Kafka-configs --bootstrap-server localhost:19092 --alter --entity-type topics --entity-name __consumer_offsets --add-config min.insync.replicas=1

Completed updating config for topic __consumer_offsets.

kt --topic __consumer_offsets --describe
Topic: __consumer_offsets TopicId: ewO5P8mYRbSI6vdVzqvocg PartitionCount: 50 ReplicationFactor: 3 Configs: compression.type=producer,min.insync.replicas=1,cleanup.policy=compact,segment.bytes=104857600
Topic: __consumer_offsets Partition: 0 Leader: 3 Replicas: 3,4,1 Isr: 3,4,1
Topic: __consumer_offsets Partition: 1 Leader: 4 Replicas: 4,1,2 Isr: 4,1,2
Topic: __consumer_offsets Partition: 2 Leader: 1 Replicas: 1,2,3 Isr: 1,2,3
Topic: __consumer_offsets Partition: 3 Leader: 2 Replicas: 2,3,4 Isr: 2,3,4

Ok I will check this out. Thank you

Hello, actually min.insync.replica of __consumer__offsets is 1.
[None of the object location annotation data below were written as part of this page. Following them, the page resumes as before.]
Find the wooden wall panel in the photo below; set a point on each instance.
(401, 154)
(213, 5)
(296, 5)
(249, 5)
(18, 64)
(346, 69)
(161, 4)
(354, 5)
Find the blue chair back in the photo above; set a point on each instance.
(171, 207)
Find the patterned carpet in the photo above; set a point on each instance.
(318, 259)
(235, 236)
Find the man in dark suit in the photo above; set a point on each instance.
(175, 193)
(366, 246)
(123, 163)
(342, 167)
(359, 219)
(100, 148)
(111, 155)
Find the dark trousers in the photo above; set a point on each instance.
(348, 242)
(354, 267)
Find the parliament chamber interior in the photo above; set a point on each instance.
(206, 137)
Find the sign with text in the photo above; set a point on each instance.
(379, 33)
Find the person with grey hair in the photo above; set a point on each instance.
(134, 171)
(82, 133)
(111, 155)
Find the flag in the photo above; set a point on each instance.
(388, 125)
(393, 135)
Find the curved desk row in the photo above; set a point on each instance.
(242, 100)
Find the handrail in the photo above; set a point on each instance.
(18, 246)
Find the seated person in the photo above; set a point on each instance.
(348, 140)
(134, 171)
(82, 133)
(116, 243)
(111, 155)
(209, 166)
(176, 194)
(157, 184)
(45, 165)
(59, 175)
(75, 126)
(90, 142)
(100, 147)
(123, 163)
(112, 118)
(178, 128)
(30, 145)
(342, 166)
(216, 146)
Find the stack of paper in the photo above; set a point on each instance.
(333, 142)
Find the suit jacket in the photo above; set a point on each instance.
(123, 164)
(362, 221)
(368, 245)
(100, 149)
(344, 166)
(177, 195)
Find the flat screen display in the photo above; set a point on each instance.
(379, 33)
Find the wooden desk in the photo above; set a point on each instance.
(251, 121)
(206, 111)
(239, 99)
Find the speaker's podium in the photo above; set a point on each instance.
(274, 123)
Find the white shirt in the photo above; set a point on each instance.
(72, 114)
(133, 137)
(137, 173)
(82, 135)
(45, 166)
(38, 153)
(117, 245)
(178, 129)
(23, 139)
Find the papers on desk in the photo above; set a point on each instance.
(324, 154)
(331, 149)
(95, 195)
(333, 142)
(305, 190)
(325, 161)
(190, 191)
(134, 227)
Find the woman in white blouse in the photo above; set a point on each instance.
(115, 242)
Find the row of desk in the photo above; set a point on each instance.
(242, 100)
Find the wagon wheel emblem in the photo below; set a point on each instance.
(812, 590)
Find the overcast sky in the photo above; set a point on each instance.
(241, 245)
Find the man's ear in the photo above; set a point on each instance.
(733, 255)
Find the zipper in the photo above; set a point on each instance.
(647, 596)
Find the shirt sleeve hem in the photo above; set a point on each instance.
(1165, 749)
Bin/kafka-topics --describe --zookeeper localhost:2181 --topic __consumer_offsets
Topic: __consumer_offsets TopicId: bMbQ9YY0SEeZQI7MjzJhEQ PartitionCount: 50 ReplicationFactor: 1 Configs: compression.type=producer,cleanup.policy=compact,min.insync.replicas=1,segment.bytes=104857600
Topic: __consumer_offsets Partition: 0 Leader: 1 Replicas: 1 Isr: 1
Topic: __consumer_offsets Partition: 1 Leader: none Replicas: 2 Isr: 2
Topic: __consumer_offsets Partition: 2 Leader: 1 Replicas: 1 Isr: 1

But even with this configuration also i could not able to achieve my thing

Look at partition 1. Replicas 2 with isr 2.

Something got misconfigured. This can happen if broker settings that need to be the same are not and a topic is created. Or could be due to a reparation allocation.

I have configured partition 1 , replica 3, n isr 1

Please do help me sort out this issue

Do u have ISR as 1 across the cluster , not just at topic level ?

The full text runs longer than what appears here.